Die Länder können nun selbst entscheiden, ob sie Lebenspartnern auf Antrag gegen die Ablehnung von Anträgen auf Zusammenveranlagung und auf Änderung ihrer Steuerklassen eine Aussetzung der Vollziehung gewähren. Darauf hatten sich die Referenten der Steuerverwaltungen der Länder bereits Anfang März geeinigt. Wenig später hatte Schäuble bei der Finanzministerkonferenz von Bund und Ländern seinen Vorbehalt gegen die Regelung eingelegt (queer.de berichtete).
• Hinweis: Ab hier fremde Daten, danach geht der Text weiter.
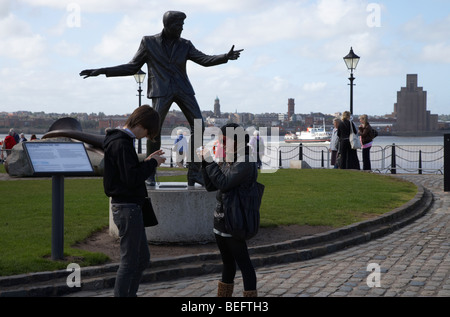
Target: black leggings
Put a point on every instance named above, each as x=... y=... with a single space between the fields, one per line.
x=235 y=251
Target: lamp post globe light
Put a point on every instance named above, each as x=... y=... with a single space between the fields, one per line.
x=139 y=77
x=351 y=60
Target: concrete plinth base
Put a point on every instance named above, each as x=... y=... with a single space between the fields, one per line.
x=296 y=164
x=184 y=215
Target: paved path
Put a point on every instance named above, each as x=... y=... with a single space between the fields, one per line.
x=412 y=261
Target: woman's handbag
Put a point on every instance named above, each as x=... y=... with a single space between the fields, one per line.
x=242 y=214
x=148 y=214
x=354 y=139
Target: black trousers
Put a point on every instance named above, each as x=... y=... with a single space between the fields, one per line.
x=191 y=110
x=235 y=251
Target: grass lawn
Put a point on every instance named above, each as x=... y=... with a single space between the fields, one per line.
x=303 y=197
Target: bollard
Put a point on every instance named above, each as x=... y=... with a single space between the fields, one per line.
x=393 y=162
x=280 y=162
x=420 y=162
x=323 y=162
x=447 y=162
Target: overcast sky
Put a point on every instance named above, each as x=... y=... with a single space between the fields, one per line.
x=292 y=49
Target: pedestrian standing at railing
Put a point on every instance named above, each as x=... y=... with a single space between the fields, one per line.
x=366 y=133
x=8 y=143
x=348 y=157
x=334 y=143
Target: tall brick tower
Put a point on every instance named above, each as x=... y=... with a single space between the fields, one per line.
x=217 y=107
x=291 y=108
x=411 y=108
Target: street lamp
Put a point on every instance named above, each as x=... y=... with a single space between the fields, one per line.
x=139 y=76
x=351 y=60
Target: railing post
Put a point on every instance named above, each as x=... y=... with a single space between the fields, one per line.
x=280 y=163
x=323 y=163
x=393 y=162
x=447 y=162
x=420 y=162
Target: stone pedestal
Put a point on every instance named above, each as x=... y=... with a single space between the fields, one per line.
x=296 y=164
x=185 y=216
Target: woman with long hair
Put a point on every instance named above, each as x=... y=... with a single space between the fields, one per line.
x=238 y=169
x=348 y=156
In einem internen Vermerk begründen Schäubles Mitarbeiter einem Bericht des "Spiegel" zufolge ihre Ablehnung damit, dass die neue Regel "die Argumentationslinie des Ministeriums in den beim Bundesverfassungsgericht anhängigen Verfahren schwächen" könne.
Einige Länder, darunter Bremen, Hamburg, Hessen, Niedersachsen, Nordrhein-Westfalen und Rheinland-Pfalz, hielten aber an der beschlossenen Gleichstellung fest, das NRW-Finanzministerium kündigte das am Mittwoch offiziell an: "Auf Initiative von Nordrhein-Westfalen wurde auf Bund/Länder-Ebene beschlossen, den Einsprüchen von eingetragenen Lebenspartnerschaften gegen die Ablehnung des Splittingtarifes im Rahmen des vorläufigen Rechtsschutzes stattzugeben. Der Splittingtarif kann damit vorläufig bis zur Entscheidung in der Hauptsache gewährt werden", so Finanzminister Norbert Walter-Borjans (SPD).
Länder können gleichstellen
In Folge stellte Wolfgang Schäuble es den Ländern offen, die Sache selbst zu Regeln. Der Parlamentarische Staatssekretär Hartmut Koschyk hatte dazu in einer Antwort auf eine schriftliche Frage der Linkenabgeordneten Barbara Höll ausgeführt: "Aufgrund der ausstehenden Klärung der zugrunde liegenden Rechtsfrage durch das Bundesverfassungsgericht hält das Bundesministerium der Finanzen es nicht für erforderlich, eine bundeseinheitliche Verwaltungsanweisung herauszugeben." Es bleibe den einzelnen obersten Finanzbehörden der Länder "unbenommen, in Abhängigkeit von der Rechtsprechung ihres jeweiligen Finanzgerichts den Betroffenen einstweiligen Rechtsschutz zu gewähren. In diesen Fällen dürfte es in der Praxis zur Aussetzung der Vollziehung kommen." Diese Vorgehensweise halte das Bundesfinanzministerium für unproblematisch.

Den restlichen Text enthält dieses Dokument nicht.